Saturday, 27 April

KNUST eases policy to allow fee-owing students re-register

Education
The University Relations Officer (URO) Dr Daniel Norris Bekoe, has however disclosed that affected students will be given the opportunity to write the end-of-semester exams once they pay up the 70 percent of the fees

The Kwame Nkrumah University of Science and Technology (KNUST) has rescinded its decision to have fee-defaulting students defer their courses for the academic year.

This follows the easing of the Student Credit and Debt Management Policy, which affected some 6,000 students of the university.
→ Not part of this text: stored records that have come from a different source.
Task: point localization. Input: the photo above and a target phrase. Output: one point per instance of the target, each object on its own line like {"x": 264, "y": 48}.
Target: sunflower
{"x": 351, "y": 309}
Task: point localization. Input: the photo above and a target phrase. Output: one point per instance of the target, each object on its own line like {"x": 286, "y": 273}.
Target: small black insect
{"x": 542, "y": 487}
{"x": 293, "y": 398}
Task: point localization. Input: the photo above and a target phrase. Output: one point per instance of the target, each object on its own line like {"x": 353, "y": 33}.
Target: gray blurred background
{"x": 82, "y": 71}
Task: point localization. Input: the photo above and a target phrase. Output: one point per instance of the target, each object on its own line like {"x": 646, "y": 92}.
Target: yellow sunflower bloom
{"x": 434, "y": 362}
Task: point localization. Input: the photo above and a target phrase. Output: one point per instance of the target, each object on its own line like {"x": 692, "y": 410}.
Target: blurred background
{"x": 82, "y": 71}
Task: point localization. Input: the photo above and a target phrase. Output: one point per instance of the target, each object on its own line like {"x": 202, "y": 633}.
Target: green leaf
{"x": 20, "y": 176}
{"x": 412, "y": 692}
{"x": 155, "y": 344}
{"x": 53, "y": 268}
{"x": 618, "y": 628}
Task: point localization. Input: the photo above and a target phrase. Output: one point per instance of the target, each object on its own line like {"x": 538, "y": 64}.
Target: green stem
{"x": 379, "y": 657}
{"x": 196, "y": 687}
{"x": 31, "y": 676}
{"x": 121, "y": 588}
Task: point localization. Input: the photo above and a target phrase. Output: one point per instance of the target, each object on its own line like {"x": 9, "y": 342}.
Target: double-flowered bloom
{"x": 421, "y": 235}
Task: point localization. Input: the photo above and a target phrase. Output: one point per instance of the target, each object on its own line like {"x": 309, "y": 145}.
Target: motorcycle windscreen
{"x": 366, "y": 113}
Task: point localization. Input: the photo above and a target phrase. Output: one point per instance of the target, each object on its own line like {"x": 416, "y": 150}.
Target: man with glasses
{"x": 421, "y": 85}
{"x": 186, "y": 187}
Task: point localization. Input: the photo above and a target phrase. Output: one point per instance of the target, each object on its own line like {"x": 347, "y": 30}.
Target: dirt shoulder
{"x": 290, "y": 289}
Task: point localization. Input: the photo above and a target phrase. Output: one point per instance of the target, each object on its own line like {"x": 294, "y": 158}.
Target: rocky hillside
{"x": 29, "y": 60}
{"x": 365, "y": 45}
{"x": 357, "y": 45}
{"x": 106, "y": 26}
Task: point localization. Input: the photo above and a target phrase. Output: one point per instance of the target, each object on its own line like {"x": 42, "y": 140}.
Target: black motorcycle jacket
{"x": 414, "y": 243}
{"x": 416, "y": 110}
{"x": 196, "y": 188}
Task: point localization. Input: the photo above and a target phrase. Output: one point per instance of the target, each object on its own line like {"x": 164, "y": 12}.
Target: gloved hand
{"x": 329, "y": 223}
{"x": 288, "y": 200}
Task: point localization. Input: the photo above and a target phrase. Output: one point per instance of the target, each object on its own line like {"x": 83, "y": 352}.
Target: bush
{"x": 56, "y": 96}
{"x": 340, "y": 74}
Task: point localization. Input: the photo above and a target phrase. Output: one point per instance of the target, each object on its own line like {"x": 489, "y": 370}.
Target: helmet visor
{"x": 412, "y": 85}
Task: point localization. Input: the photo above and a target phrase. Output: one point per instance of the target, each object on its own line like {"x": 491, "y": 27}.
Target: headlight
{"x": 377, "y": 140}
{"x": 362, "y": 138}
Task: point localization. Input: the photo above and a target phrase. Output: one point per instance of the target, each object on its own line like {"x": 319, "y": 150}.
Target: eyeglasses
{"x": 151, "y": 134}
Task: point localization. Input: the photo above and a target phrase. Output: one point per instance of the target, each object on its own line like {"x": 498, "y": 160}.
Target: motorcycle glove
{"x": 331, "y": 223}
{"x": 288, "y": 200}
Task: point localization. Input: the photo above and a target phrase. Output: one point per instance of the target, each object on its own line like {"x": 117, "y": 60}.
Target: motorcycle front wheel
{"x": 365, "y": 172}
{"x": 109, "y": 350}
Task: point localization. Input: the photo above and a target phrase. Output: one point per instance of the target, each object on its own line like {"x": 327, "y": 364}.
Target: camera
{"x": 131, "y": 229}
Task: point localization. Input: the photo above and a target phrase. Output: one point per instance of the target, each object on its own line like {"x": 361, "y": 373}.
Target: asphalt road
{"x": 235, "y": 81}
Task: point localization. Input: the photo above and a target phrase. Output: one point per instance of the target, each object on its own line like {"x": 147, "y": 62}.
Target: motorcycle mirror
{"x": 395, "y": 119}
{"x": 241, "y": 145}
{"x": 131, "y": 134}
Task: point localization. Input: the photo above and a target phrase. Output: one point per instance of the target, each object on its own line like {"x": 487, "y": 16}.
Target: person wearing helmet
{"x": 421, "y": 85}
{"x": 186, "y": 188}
The University Relations Officer (URO), Dr Daniel Norris Bekoe, disclosed that affected students will be given the opportunity to sit the end-of-semester exams once they pay up 70 per cent of their fees and re-register their courses.

“We [KNUST] are a human institution and we have been listening to the pleas of many stakeholders”, the University said.

“If a student pays up, management is ready to look at it. So, those who have paid 70 per cent have gone ahead to register for their courses. Definitely, we are not interested in getting students out of the university but we have bills to pay”, Dr Bekoe said.

Dr Bekoe also disclosed that some of the students have started paying their debts after the university made the announcement to defer their courses.

The university announced that students who owed more than 70 per cent of their school fees were to automatically defer their courses by 7 April 2022.

Despite the affected students having been allowed to sit their mid-semester exam which started on 11 April 2022, those who still had not paid up after the first exam week were forced to defer their courses.

The University Relations Officer, Dr Daniel Norris Bekoe, said on Wednesday, 20 April that there was the need to “apply the fees policy this year which has been approved by the academic board and it is required that as an undergraduate student you must register your courses at the beginning of the semester and pay 70%.”

Despite a three-month window – February to April – for students to fully pay up their arrears, Dr Bekoe said: “A number of students are playing games with the University”.

“For example, they use their school fees to buy Uber; others are setting up bakeries…while others are using it for betting, and we have evidence,” he told Accra-based Joy FM.